PUYS OU PÊCHEUSE DE VIGNOTS (1874)

Jean-Baptiste CARPEAUX

Bronze à patine brun nuancé, signé « JB Carpeaux », titré « PUYS » et situé  « Dieppe 1874 ».`
Porte le cachet « PROPRIÉTÉ / CARPEAUX » avec l’aigle impériale
H. 72 x L. 24 x P. 23 cm
Circa 1874

Autres exemplaires : Bronze, Musée d’Orsay, Paris (inv.
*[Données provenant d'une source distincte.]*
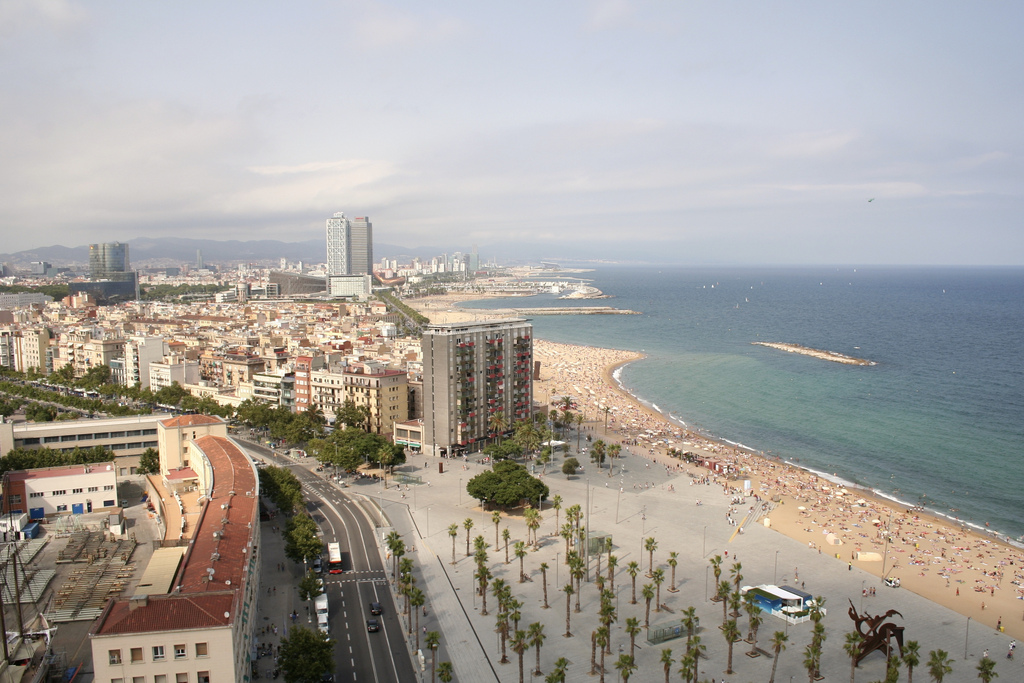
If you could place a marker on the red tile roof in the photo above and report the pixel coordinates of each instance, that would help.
(235, 486)
(166, 612)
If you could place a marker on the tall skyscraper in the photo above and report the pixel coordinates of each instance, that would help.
(109, 261)
(337, 245)
(361, 247)
(349, 246)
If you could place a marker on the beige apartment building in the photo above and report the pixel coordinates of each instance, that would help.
(383, 391)
(197, 625)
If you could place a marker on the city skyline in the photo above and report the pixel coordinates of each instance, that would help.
(607, 129)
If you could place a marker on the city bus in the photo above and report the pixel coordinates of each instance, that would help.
(334, 557)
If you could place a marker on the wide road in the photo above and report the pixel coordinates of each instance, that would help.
(359, 655)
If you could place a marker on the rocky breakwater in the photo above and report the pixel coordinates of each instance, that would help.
(816, 353)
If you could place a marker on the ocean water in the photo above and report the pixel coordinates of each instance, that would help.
(938, 421)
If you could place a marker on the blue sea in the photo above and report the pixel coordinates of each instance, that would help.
(938, 421)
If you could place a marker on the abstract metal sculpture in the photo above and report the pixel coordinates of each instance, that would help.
(879, 634)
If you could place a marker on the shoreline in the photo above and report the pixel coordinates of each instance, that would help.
(960, 566)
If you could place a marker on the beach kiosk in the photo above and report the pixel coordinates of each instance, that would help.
(782, 601)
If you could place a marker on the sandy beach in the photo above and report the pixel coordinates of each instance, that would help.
(970, 572)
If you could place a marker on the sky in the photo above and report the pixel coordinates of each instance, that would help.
(672, 132)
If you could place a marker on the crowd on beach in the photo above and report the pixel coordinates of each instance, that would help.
(969, 571)
(935, 557)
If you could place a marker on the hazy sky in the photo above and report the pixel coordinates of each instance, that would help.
(735, 132)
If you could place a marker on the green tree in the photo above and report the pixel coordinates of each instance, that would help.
(309, 586)
(305, 655)
(537, 638)
(148, 462)
(301, 542)
(508, 484)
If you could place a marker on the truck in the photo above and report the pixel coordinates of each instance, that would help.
(334, 558)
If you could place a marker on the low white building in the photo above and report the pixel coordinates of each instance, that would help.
(58, 491)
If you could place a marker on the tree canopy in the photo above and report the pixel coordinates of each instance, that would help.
(508, 484)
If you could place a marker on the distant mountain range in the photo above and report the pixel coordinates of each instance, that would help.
(172, 251)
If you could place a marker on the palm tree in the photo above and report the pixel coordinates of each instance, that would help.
(537, 638)
(911, 657)
(650, 545)
(468, 525)
(716, 567)
(852, 649)
(778, 641)
(432, 640)
(626, 666)
(633, 568)
(520, 552)
(667, 663)
(417, 599)
(544, 578)
(986, 670)
(648, 594)
(496, 517)
(939, 665)
(658, 579)
(633, 629)
(602, 641)
(731, 634)
(519, 644)
(568, 590)
(454, 532)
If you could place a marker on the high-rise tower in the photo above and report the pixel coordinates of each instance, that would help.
(349, 246)
(337, 245)
(109, 261)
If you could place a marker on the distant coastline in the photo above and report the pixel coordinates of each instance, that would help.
(816, 353)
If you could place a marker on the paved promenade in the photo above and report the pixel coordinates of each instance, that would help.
(634, 505)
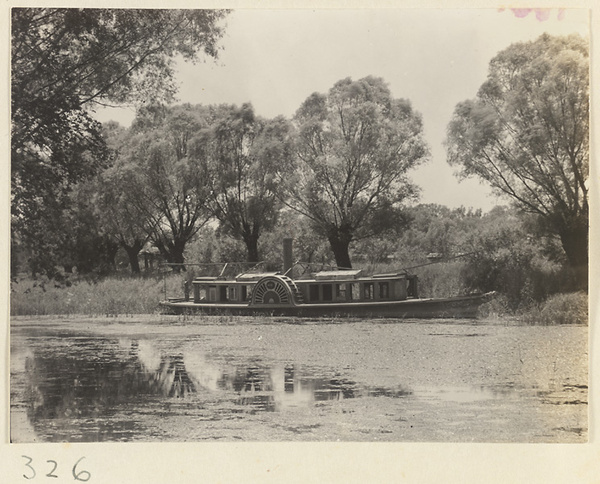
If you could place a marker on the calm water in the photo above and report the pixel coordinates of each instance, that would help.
(247, 379)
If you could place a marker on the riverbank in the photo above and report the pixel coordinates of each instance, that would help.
(112, 297)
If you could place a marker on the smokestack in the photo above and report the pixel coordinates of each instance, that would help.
(288, 254)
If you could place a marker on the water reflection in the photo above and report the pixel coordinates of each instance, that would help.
(95, 388)
(87, 377)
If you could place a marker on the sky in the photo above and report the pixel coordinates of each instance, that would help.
(276, 58)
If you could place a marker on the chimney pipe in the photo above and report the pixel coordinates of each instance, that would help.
(288, 260)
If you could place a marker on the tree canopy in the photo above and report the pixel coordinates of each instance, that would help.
(355, 146)
(527, 134)
(243, 153)
(166, 183)
(66, 61)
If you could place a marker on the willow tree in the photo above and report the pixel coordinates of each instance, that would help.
(242, 154)
(355, 146)
(163, 182)
(527, 135)
(65, 62)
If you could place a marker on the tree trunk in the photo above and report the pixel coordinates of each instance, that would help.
(339, 241)
(132, 254)
(575, 245)
(177, 254)
(251, 241)
(111, 254)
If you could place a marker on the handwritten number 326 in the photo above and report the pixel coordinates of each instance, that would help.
(77, 475)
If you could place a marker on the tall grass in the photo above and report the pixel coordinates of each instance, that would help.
(442, 279)
(571, 308)
(108, 297)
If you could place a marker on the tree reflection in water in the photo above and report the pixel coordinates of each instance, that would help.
(94, 378)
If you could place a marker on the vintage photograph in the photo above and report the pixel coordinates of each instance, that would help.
(277, 225)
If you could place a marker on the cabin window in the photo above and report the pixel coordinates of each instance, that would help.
(340, 292)
(384, 290)
(314, 292)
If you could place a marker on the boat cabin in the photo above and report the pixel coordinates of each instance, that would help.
(325, 287)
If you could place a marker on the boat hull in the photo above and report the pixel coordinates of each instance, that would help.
(455, 307)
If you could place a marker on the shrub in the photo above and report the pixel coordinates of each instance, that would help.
(571, 308)
(107, 297)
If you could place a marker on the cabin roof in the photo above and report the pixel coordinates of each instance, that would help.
(336, 275)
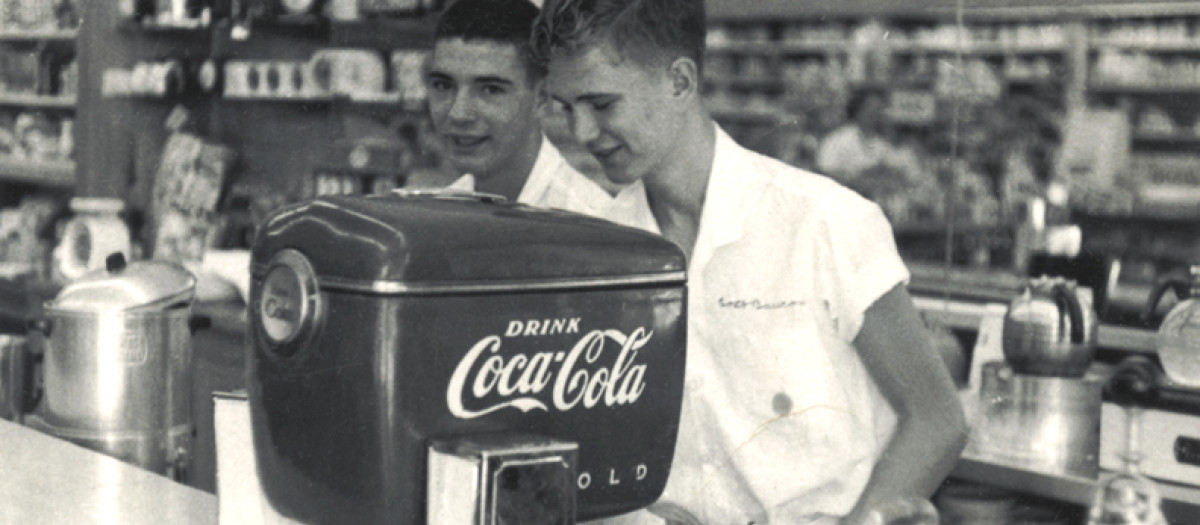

ChB 256) ; Musée des Beaux-Arts de Valenciennes ;  plâtre, Petit-Palais, musée des Beaux-Arts de la Ville de Paris, PPS1569

Bibliographie : M. Poletti, A. Richarme, Jean-Baptiste Carpeaux sculpteur : catalogue raisonné de l’œuvre édité, Paris, 2003, p. 95, modèle référencé sous le n° SE 18 ; M. Poletti, Jean-Baptiste Carpeaux – l’homme qui faisait danser les pierres, Paris, 2012, p.176

Description

La Pêcheuse de Vignots compte parmi les dernières œuvres conçues par Jean-Baptiste Carpeaux et constitue le dernier modèle qui sera édité avant sa mort l’année suivante. Il naît, en juillet 1874, à la suite de la rencontre avec une jeune pêcheuse de vignots, nom donné en Normandie aux bigorneaux, lors d’un voyage de l’artiste le long de la côte de Dieppe, à Puys.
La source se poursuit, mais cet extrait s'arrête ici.